La paz del corazón
El hombre verdaderamente razonable tiene un solo deseo: creer en Dios y agradarle en todo.
En función de esto -y solamente de esto – formará su alma, de modo que sea del agrado de Dios, dándole gracias por el modo admirable con que su providencia gobierna todas las cosas, incluso los eventos fortuitos de la vida.
Está, pues, fuera de lugar, agradecer a los médicos por la salud del cuerpo aun cuando nos suministran fármacos amargos y desagradables, y ser ingratos con respecto de Dios por las cosas que nos parecen penosas, sin reconocer que todo sucede de la forma debida, en nuestra ventaja, según su Providencia.
Considera libres no a aquellos que lo son en cuanto a su condición externa, sino a aquellos cuyo modo de vivir y de actuar es libre. Porque no conviene llamar realmente libres a los príncipes que son malvados o desenfrenados: éstos son esclavos de las pasiones de la materia.

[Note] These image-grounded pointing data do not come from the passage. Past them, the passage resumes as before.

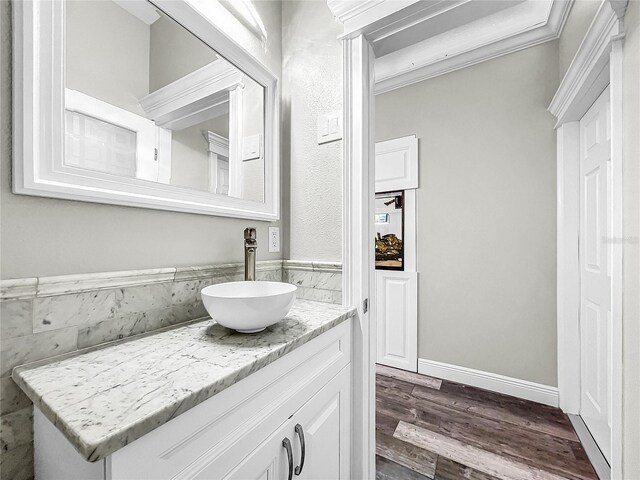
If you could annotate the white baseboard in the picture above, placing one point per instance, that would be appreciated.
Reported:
(599, 463)
(490, 381)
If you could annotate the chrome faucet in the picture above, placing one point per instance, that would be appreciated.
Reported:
(250, 246)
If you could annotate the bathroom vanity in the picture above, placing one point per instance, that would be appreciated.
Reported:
(200, 402)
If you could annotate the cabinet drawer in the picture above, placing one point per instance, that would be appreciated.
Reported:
(324, 422)
(238, 418)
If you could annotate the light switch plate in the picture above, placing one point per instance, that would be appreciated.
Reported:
(330, 127)
(252, 147)
(274, 239)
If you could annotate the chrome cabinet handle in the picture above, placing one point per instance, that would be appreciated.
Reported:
(300, 433)
(286, 443)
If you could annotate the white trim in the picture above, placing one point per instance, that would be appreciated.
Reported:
(142, 9)
(617, 230)
(515, 387)
(516, 28)
(594, 454)
(38, 124)
(194, 98)
(473, 33)
(588, 73)
(597, 63)
(358, 250)
(358, 15)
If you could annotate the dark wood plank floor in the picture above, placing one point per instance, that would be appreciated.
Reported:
(428, 428)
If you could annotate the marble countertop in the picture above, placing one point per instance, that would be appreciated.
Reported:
(102, 399)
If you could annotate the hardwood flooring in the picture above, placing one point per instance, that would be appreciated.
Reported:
(428, 428)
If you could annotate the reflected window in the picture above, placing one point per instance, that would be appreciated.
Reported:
(389, 226)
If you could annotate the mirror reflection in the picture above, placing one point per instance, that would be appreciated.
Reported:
(147, 101)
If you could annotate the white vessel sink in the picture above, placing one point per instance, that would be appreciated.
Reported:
(248, 307)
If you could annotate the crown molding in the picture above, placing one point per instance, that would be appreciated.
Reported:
(198, 96)
(470, 32)
(522, 26)
(588, 70)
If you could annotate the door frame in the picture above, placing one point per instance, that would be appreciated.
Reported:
(603, 45)
(597, 64)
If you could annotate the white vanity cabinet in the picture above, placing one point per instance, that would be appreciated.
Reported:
(239, 432)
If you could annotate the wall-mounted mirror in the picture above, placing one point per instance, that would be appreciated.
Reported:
(146, 104)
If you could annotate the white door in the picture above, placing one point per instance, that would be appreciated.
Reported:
(595, 271)
(396, 293)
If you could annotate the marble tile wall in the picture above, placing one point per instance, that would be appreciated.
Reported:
(44, 317)
(320, 281)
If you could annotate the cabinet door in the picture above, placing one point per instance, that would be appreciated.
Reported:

La libertad y la felicidad del alma están constituidas por la límpida pureza y el desprecio por las realidades temporales. El que busca la vida virtuosa y ocupada por el amor de Dios debe abstenerse de estimarse a sí mismo y a toda gloria vacía y mentirosa, para aplicarse con buena disposición a esta vida, y a una conveniente enmienda de su propio juicio: el intelecto estable y amante de Dios es un medio de ascensión hacia Dios y camino hacia Él.
Es libre el que no es esclavo de los placeres . Por el contrario, gracias a su prudencia y temperancia, domina su cuerpo y se conforma, con mucha gratitud, con lo que le es dado por Dios, aunque fuera muy poco. Cuando hay sintonía entre el intelecto amante de Dios y el alma, todo el cuerpo está en paz, aun sin quererlo. Porque si lo quiere el alma, todo impulso corporal puede ser controlado.